Dominico si fermò un attimo a pensare. Voleva evitare a tutti i costi che un equivoco rovinasse in partenza i possibili rapporti con questa gente: – Azrur, cerca di spiegare bene a M’bala quello che sto per dire: non saremo noi a decidere se i mercanti verranno o meno o cosa porteranno con sé, noi possiamo solo raccontare quello che abbiamo visto e le cose di cui abbiamo parlato, poi saranno loro a decidere se venire.
Azrur e M’bala discussero tra loro per un bel po’ di tempo, prima che l’interprete confermasse: – Credo che abbia capito il concetto, trierarca. Vuole comunque sapere quanto tempo pensi che ci vorrà perché i mercanti arrivino, se arriveranno.

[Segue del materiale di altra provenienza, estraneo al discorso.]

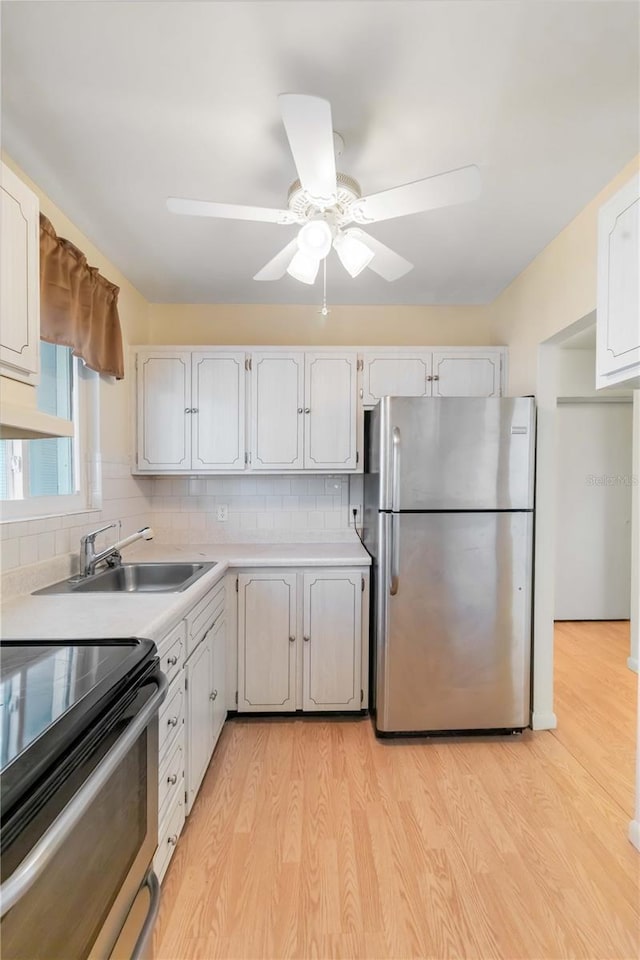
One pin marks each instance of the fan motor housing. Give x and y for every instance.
(303, 207)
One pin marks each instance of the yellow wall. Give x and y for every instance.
(133, 310)
(302, 325)
(555, 290)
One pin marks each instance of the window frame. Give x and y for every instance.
(86, 419)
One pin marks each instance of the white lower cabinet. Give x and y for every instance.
(302, 640)
(193, 657)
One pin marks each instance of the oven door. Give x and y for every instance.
(74, 883)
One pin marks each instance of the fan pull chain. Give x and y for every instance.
(324, 311)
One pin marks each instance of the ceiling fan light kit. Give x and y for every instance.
(324, 202)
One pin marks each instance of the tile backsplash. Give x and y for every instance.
(281, 508)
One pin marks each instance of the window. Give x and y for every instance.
(39, 477)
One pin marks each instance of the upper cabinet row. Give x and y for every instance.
(618, 314)
(271, 411)
(19, 279)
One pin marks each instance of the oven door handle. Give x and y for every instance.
(28, 871)
(152, 883)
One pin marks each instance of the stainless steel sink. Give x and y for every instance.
(135, 578)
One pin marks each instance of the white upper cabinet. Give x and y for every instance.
(218, 412)
(267, 642)
(395, 375)
(474, 372)
(304, 411)
(456, 374)
(164, 418)
(191, 411)
(19, 279)
(332, 652)
(330, 411)
(277, 411)
(618, 315)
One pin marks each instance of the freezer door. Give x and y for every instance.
(454, 639)
(456, 453)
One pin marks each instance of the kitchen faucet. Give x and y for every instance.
(89, 559)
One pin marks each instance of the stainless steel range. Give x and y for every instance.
(79, 761)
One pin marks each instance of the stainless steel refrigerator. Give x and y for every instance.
(448, 520)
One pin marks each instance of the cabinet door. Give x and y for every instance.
(164, 411)
(219, 677)
(217, 422)
(466, 374)
(332, 652)
(395, 375)
(19, 279)
(330, 411)
(618, 315)
(198, 671)
(267, 642)
(277, 414)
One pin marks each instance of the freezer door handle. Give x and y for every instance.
(395, 470)
(395, 554)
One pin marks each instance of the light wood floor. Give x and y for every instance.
(311, 839)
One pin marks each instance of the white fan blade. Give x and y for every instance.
(228, 211)
(386, 263)
(443, 190)
(277, 267)
(307, 121)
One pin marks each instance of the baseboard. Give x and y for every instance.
(543, 721)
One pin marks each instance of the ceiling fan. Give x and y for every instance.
(324, 202)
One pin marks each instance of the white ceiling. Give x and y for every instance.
(111, 107)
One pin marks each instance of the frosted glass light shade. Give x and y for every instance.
(354, 254)
(303, 268)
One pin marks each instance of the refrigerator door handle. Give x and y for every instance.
(395, 554)
(395, 506)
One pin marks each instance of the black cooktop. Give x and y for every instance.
(49, 691)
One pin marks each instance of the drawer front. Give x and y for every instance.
(171, 718)
(203, 615)
(172, 652)
(170, 830)
(170, 775)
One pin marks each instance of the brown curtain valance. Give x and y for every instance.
(78, 306)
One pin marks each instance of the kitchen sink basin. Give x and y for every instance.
(135, 578)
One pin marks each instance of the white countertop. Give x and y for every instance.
(92, 616)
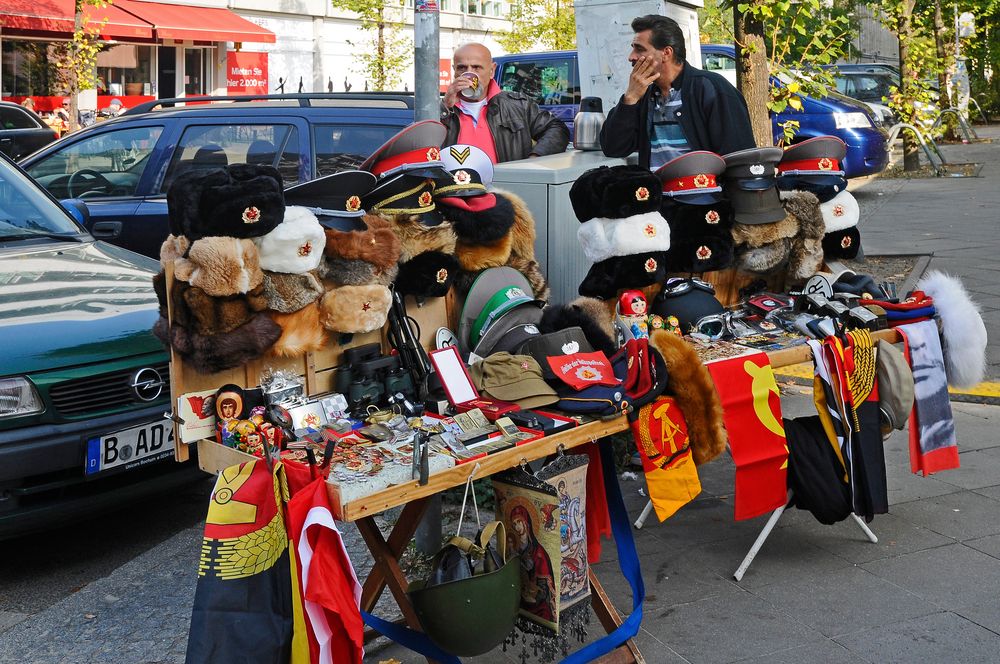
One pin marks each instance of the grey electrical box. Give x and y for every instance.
(544, 184)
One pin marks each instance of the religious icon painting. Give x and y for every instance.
(529, 510)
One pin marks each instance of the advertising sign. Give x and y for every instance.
(246, 73)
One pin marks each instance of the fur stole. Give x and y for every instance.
(963, 333)
(221, 265)
(757, 235)
(692, 387)
(416, 238)
(301, 332)
(590, 315)
(378, 245)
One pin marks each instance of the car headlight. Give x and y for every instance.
(851, 121)
(18, 397)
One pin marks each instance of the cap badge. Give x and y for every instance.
(460, 155)
(251, 215)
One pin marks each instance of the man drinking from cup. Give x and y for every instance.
(505, 125)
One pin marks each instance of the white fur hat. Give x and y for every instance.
(840, 212)
(295, 245)
(604, 238)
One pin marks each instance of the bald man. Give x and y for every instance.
(505, 125)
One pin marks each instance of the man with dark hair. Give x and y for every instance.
(672, 107)
(505, 125)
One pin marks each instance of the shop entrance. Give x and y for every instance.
(166, 70)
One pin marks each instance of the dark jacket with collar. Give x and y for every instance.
(515, 120)
(713, 116)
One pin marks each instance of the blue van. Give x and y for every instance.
(553, 79)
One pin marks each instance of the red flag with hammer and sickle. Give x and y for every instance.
(752, 414)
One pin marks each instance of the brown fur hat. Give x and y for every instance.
(356, 272)
(212, 354)
(378, 245)
(221, 266)
(767, 259)
(757, 235)
(301, 332)
(692, 387)
(476, 257)
(416, 238)
(590, 315)
(351, 309)
(806, 258)
(286, 293)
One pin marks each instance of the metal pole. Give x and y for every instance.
(426, 56)
(427, 106)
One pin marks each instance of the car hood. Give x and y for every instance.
(65, 305)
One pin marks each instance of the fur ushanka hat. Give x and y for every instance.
(700, 237)
(242, 201)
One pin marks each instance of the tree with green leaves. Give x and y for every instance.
(784, 41)
(75, 61)
(545, 24)
(383, 58)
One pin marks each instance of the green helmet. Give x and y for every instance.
(472, 615)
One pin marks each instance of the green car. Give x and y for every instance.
(84, 384)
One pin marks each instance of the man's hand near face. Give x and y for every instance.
(644, 72)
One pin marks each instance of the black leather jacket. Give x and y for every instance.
(519, 127)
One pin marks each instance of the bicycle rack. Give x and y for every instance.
(967, 131)
(898, 128)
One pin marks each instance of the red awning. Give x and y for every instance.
(56, 16)
(196, 23)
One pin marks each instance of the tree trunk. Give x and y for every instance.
(911, 156)
(951, 131)
(752, 73)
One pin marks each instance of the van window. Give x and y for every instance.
(205, 147)
(344, 147)
(104, 164)
(549, 81)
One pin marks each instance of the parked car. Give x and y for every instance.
(83, 382)
(124, 166)
(21, 131)
(552, 79)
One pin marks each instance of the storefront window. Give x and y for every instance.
(125, 69)
(27, 69)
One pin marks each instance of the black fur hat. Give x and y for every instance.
(242, 201)
(701, 254)
(606, 278)
(429, 274)
(842, 244)
(482, 226)
(614, 192)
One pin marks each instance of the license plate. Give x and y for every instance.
(130, 448)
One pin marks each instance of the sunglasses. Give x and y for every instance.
(679, 285)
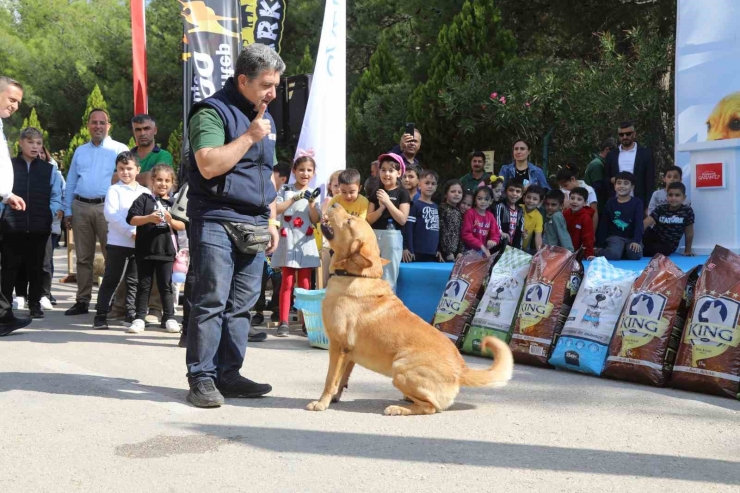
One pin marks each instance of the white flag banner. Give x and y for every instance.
(325, 124)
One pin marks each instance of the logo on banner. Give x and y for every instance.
(205, 20)
(710, 175)
(213, 39)
(262, 22)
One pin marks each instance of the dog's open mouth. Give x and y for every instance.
(327, 229)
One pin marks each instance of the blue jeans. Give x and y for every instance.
(227, 284)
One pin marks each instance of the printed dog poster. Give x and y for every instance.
(707, 82)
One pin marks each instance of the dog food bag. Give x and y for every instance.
(552, 283)
(708, 358)
(584, 341)
(497, 308)
(649, 330)
(462, 294)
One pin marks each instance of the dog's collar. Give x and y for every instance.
(344, 273)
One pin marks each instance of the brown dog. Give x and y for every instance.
(367, 324)
(724, 122)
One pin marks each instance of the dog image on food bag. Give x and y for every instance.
(498, 306)
(708, 358)
(598, 300)
(584, 341)
(463, 294)
(552, 283)
(368, 325)
(648, 333)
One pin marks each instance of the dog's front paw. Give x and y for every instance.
(316, 406)
(396, 411)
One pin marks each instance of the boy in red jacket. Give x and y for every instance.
(579, 218)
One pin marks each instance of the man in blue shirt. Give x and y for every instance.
(11, 94)
(88, 181)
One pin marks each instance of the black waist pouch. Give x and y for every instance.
(247, 238)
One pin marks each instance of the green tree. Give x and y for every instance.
(95, 100)
(384, 81)
(476, 36)
(565, 108)
(307, 63)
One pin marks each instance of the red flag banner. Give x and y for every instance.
(138, 46)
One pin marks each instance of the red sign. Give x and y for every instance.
(710, 175)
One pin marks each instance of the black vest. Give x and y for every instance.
(244, 193)
(34, 187)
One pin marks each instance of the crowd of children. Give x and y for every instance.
(401, 205)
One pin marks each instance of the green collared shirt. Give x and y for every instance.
(157, 156)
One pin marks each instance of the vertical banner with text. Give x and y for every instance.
(262, 22)
(210, 47)
(325, 124)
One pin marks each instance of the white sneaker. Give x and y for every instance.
(172, 326)
(19, 303)
(137, 327)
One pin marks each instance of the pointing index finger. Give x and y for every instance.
(261, 112)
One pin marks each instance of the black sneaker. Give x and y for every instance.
(100, 322)
(10, 323)
(79, 308)
(35, 311)
(244, 388)
(283, 330)
(255, 336)
(204, 393)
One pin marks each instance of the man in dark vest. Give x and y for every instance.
(25, 233)
(232, 148)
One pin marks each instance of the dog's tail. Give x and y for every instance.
(500, 371)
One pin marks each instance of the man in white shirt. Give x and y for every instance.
(638, 160)
(11, 94)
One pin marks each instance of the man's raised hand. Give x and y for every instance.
(260, 126)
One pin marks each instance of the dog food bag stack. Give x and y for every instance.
(584, 342)
(552, 283)
(649, 330)
(462, 294)
(708, 358)
(497, 308)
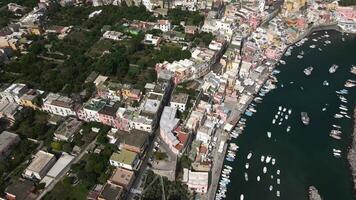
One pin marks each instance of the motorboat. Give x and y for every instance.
(268, 159)
(249, 156)
(307, 71)
(305, 118)
(333, 68)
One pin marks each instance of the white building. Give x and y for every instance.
(58, 105)
(40, 165)
(196, 181)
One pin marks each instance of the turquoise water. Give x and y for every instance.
(303, 155)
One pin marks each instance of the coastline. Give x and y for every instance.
(307, 33)
(351, 156)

Dominico fece un paio di rapidi calcoli: nella migliore delle ipotesi ci avrebbero messo un altro anno ad arrivare al Sinus Arabicus e da qui il resoconto della prima parte della loro spedizione sarebbe arrivato a Roma nel giro di pochi mesi; a questo bisognava aggiungere il tempo necessario perché un qualche collegium mercatorum organizzasse una spedizione: armare una o più navi, acquistare le merci…: – Penso che i primi mercanti potrebbero essere qui non prima di tre anni da adesso, M’bala, forse anche quattro o cinque. Come ti ho detto non posso prometterti nulla, perché non sarò io a prendere queste decisioni, mi limito solo a prevedere quello che potrebbe succedere.
– Capisco, romano, – fu la risposta di M’bala – ti ringrazio per i consigli che hai dato a me e alla mia tribù. Sarò felice se le tue previsioni si riveleranno veritiere e non ti farò una colpa se questi mercanti non arriveranno.